Giving further cause for concern, the poll of almost 500 FDs also revealed that nearly two-thirds (63%) were not even aware of the Climate Change Act 2008, which obliges the Government to introduce mandatory carbon reporting for all UK businesses.
The same number of financial stakeholders (63%) also believes that mandatory carbon reporting would 'make no difference' to their organisation, while a quarter (25%) think it will 'inhibit business growth'.
Mark Chessman, Commercial Director with responsibility for sustainability at Lex Autolease, says:
'It's clear that the business community is, at best, undecided on the benefits of mandatory reporting. At worst, there is likely to be significant opposition from FDs to any future legislation as they remain unconvinced of the benefits of carbon reporting with, at present, many believing it may even make organisations less competitive.

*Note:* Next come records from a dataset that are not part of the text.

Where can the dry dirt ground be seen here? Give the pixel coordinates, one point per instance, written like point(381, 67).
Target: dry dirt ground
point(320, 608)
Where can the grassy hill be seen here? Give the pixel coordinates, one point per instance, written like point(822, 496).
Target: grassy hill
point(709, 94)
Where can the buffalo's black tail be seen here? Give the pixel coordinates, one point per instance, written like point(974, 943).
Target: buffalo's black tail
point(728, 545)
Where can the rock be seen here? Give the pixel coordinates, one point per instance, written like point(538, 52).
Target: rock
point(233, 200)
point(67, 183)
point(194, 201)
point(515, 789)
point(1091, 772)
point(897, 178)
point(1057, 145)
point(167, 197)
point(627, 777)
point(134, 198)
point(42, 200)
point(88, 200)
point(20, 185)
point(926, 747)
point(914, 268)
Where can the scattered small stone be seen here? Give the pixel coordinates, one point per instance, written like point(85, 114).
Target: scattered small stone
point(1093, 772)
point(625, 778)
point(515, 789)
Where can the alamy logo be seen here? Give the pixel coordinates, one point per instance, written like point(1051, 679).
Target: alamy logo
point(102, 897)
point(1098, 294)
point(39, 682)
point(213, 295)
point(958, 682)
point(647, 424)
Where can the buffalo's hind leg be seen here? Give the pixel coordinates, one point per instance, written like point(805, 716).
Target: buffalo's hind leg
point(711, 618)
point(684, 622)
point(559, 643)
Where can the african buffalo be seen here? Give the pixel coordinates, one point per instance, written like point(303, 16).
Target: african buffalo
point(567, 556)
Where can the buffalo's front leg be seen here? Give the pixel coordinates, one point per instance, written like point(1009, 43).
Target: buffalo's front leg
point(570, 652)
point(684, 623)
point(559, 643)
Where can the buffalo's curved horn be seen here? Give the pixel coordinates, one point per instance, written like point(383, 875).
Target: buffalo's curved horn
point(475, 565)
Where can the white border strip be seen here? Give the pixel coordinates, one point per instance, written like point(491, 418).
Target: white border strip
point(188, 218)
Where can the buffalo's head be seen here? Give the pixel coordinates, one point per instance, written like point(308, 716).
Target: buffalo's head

'This is a pessimistic view and one that isn't shared by many other stakeholders who advocate carbon reporting on the basis that it would bring numerous business benefits, such as increased productivity, cost reduction and enhanced CSR over the longer term.
'But it can only be truly effective if those responsible for signing-off reports - financial directors - are aware of and fully convinced of the benefits it can create for their organisations.'
The Department of Energy and Climate Change is now consulting on its existing carbon energy reporting scheme (Carbon Reduction Commitment), but this fails to include significant areas of emissions such as those generated by transport.
In July last year, the CBI presented a response to the government's consultation on greenhouse gases (GHG). In the paper, the organisation highlighted that only 22% of the FTSE all-share index voluntarily reports on GHGs. As such, the CBI believes that mandatory reporting is necessary.
Mark Chessman adds: 'The Government must act now to educate key decision makers, demonstrating the clear business benefits and implications of emissions reporting. A long overdue announcement on the matter was delayed just a few weeks ago but, in dragging its feet, legislators are only adding to the uncertainty.'
Figures are based on a sample of 452 Financial Directors: carried out in February 2012.